Любопытно, что в отношениях между собой следователи были грубовато-хамоваты, перед начальством заискивали, начальству льстили в тех же грубоватых тонах. Мой приятель Михаил Кудинов, с которым я близко сошелся в лагере, рассказывал, как следователи в его присутствии после ухода из комнаты сослуживца, обменивались откровенно похабными замечаниями о супружеской жизни своего коллеги.

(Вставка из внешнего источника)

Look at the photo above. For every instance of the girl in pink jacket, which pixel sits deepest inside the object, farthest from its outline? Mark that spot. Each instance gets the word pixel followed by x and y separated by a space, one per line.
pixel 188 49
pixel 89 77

Итак, мое следствие шло. Во время допросов о родственниках на столе у Шелковского появлялась пухлая папка, в которой он справлялся и уточнял мои показания. По-видимому, это были протоколы допросов моих близких, а также различные справочные материалы. То, что он пользовался протоколами допросов матери, мне стало ясно из следующего. При подписании протокола, который мне дали через две недели после допроса и который касался моих взаимоотношений с дядей Полей Бутеневым и моего решения бежать в партизаны, я обратил внимание на несколько необычную форму того, как этот протокол был напечатан: после каждого моего ответа был довольно большой пропуск, тогда как после вопросов такого пропуска не было. Это меня насторожило, и я тут же стал прочеркивать пустые места. Следователь страшно разозлился, и ругань его долго не смолкала. Наконец, в сердцах он сказал: «Ишь ты, как подглядел, и у матери так же». Всячески понося меня за недоверие, он приказал не прочеркивать, видно, это было не принято, а подписываться после каждого моего ответа, что я и делал.